Es ist kein Geheimnis, dass das Fahren in Schrittgeschwindigkeit manchmal knifflig sein kann – insbesondere beim Wechsel zwischen Gängen. Meistens geschieht dies in Situationen wie Rechts-vor-Links-Kreuzungen. Wenn man mit einer sehr langsamen Geschwindigkeit und im 2. Gang fährt ´ könnte man sich fragen ` ob der Motor dabei abgewürgt werden kann. Während einige Fahrer natürlich sehr nervös sind und sich Fragen stellen zeigen Experten: Dass es meist nicht so problematisch ist, ebenso wie man denkt.
Ein Motor kann tatsächlich in bestimmten Situationen „absaufen“. Dies ist jedoch häufig auf zwei Faktoren zurückzuführen. Erstens: Bei extrem niedrigen Drehzahlen hat der Motor nicht weiterhin genug Kraft. Dies gilt insbesondere – wenn man quasi im Leerlauf den zweiten Gang fährt. Man verliert die Kontrolle über das Fahrzeug und der Motor kann ausgehen. Das sollte der Fahrer jedoch verhindern. Vorbeugende Maßnahmen sind essenziell.

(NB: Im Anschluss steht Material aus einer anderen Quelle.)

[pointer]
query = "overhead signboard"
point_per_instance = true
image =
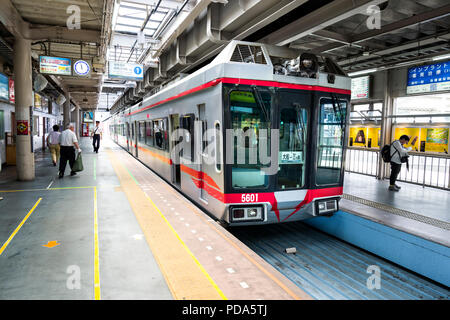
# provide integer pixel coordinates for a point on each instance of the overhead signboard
(81, 68)
(4, 83)
(429, 78)
(55, 65)
(127, 71)
(12, 97)
(360, 88)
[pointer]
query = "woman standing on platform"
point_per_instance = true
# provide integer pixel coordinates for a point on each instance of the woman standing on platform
(53, 144)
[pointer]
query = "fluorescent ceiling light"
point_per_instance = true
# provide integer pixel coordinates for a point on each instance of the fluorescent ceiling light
(447, 56)
(115, 14)
(357, 73)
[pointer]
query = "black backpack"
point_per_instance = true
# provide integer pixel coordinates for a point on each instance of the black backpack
(386, 153)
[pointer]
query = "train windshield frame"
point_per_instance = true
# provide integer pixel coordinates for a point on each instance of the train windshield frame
(330, 140)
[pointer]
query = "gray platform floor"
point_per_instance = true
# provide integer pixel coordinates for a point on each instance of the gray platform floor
(28, 270)
(429, 202)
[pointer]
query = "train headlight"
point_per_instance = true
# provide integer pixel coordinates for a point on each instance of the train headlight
(252, 213)
(247, 213)
(327, 206)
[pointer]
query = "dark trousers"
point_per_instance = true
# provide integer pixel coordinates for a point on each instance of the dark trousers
(67, 154)
(96, 142)
(395, 170)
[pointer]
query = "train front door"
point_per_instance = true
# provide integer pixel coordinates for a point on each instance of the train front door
(175, 156)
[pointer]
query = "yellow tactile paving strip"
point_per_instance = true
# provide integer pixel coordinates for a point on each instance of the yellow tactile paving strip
(185, 276)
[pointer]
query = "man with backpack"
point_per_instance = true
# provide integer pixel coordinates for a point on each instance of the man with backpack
(398, 155)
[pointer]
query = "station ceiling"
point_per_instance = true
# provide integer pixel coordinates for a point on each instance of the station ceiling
(183, 35)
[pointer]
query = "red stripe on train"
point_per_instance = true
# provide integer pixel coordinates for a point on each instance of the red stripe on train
(264, 83)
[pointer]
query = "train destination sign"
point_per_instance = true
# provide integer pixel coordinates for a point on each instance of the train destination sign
(127, 71)
(429, 78)
(55, 65)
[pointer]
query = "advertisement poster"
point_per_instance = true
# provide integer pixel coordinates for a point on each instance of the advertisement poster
(360, 88)
(12, 98)
(88, 117)
(22, 127)
(37, 102)
(4, 95)
(436, 139)
(411, 133)
(358, 136)
(429, 78)
(55, 65)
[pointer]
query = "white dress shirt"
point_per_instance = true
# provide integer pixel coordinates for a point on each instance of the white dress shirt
(395, 156)
(67, 138)
(54, 137)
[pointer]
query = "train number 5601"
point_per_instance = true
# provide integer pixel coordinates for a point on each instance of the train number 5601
(249, 197)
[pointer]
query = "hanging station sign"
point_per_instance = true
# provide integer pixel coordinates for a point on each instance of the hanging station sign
(55, 65)
(12, 97)
(429, 78)
(81, 68)
(360, 88)
(127, 71)
(4, 94)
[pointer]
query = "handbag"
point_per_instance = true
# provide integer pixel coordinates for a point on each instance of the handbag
(78, 164)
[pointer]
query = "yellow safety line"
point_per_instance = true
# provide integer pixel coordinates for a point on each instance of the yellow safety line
(19, 226)
(96, 251)
(202, 269)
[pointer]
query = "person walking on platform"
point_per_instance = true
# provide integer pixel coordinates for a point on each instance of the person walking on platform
(97, 136)
(53, 144)
(68, 140)
(399, 155)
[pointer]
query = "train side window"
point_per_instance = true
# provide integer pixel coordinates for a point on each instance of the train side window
(187, 123)
(141, 136)
(218, 149)
(149, 138)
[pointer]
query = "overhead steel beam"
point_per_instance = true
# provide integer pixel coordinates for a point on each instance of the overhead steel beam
(415, 44)
(408, 22)
(327, 15)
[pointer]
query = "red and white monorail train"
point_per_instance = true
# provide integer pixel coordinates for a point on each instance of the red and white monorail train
(300, 104)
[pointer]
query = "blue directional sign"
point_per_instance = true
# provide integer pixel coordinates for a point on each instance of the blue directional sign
(429, 78)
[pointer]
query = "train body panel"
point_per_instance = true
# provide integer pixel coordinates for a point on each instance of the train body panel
(308, 115)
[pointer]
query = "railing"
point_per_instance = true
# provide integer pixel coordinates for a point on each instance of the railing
(429, 170)
(361, 160)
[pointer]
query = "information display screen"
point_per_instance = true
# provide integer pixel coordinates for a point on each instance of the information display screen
(127, 71)
(54, 65)
(4, 86)
(360, 88)
(429, 78)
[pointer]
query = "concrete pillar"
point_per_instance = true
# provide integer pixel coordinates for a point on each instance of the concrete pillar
(67, 116)
(24, 99)
(77, 121)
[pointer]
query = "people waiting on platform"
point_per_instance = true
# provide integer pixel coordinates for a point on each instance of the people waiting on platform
(399, 155)
(53, 144)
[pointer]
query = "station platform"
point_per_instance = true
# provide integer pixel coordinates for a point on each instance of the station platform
(117, 231)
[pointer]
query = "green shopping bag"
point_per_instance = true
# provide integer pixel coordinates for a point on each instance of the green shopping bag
(78, 164)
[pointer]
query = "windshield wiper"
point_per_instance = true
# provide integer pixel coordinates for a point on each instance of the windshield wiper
(298, 109)
(260, 102)
(334, 100)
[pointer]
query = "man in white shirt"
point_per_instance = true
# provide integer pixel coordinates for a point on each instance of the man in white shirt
(68, 140)
(53, 143)
(397, 153)
(97, 135)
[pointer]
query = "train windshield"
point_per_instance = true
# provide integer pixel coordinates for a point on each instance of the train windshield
(250, 123)
(331, 130)
(292, 140)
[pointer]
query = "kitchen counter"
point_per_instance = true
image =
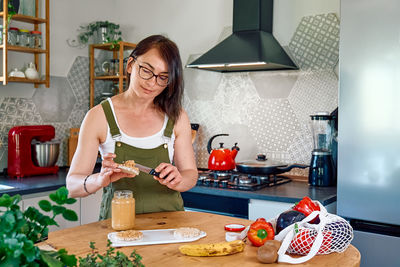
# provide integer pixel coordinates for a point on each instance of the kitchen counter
(76, 241)
(289, 192)
(34, 184)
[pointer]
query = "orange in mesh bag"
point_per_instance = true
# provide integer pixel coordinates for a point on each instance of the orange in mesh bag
(331, 234)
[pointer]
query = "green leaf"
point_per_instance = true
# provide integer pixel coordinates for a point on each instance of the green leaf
(58, 209)
(45, 205)
(7, 221)
(28, 245)
(70, 215)
(53, 197)
(16, 199)
(70, 201)
(31, 254)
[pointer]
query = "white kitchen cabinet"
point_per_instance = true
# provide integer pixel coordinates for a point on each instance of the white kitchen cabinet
(271, 209)
(32, 200)
(90, 207)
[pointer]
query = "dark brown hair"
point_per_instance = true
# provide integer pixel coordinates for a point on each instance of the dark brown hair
(170, 100)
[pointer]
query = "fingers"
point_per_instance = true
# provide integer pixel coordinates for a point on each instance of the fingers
(169, 175)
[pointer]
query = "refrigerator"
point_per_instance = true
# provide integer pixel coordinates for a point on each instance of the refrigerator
(368, 190)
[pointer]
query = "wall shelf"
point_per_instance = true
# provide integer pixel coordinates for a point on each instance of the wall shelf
(118, 53)
(5, 47)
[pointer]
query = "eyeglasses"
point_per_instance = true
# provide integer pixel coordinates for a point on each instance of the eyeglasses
(146, 74)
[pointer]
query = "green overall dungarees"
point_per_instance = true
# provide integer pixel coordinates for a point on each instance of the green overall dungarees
(149, 194)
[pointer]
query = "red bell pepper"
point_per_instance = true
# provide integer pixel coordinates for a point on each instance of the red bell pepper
(306, 206)
(260, 231)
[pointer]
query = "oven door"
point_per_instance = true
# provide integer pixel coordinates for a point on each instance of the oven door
(228, 206)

Die Kupplung durchzutreten, erweist sich hier als eine der wichtigsten Handlungsempfehlungen. Wenn man die Kupplung betätigt, wird der Motor ‚entkoppelt‘ von den Antriebsrädern. Damit bleibt genügend Kraft vorhanden um den Motor am Laufen zu halten. Auch das Wechseln in den 1. Gang kann helfen. Der erste Gang ist für langsame Geschwindigkeiten ausgelegt und deshalb deutlich effizienter unter diesen Umständen.
Obwohl es bedeutsam ist, den Motor während des Fahrens im 2. Gang nicht zum Stillstand kommen zu lassen, bleibt zu erwähnen: Der Motor normalerweise, selbst bei einem schwachen Gaspedal, nicht genauso viel mit „einschlummern“ sollte. Solange genügend Standgas vorhanden ist – ebenfalls im 2. Gang – sollte der Motor ausreichend unterstützt werden. Wenn das Fahrzeug jedoch zu stark abgebremst wird könnte dies zu Problemen führen.
Ein empfehlenswerter Ansatz besteht darin in einem sicheren abgelegenen Bereich zu experimentieren. Dabei könnte der Fahrer schlicht weg rollen lassen, bis das Fahrzeug endgültig „absäuft“. Das mag seltsam erscheinen – allerdings so erhält man ein besseres Gefühl für die Grenzen des eigenen Fahrzeugs. Einmal getestet, sind die Ängste vor einem Abwürgen im Alltag oft unbegründet.
Ein denkwürdiger Punkt: Das sogenannte "Absaufen" beim Fahren bezieht sich oft auf das Fehlverhalten in bestimmten Fahrsituationen – insbesondere in der geschlossenen Szene mit einem kalten Motor. Zündkerzen können durch Überflutung nicht mehr funktionieren. Dies unterscheidet sich jedoch von einem simplen Abwürgen. In der Regel springt der Motor nach einem Abwürgen sofort wieder an. Übung macht den Meister.
Fazit: Es erfordert Erfahrung und Geduld jedoch das richtige Verständnis für das Fahrzeug und die Bedienung des Getriebes sind ihre eigene Form der Kunst. Letztlich sollte man sich beim Fahren entspannen – und die Kontrolle nicht verlieren!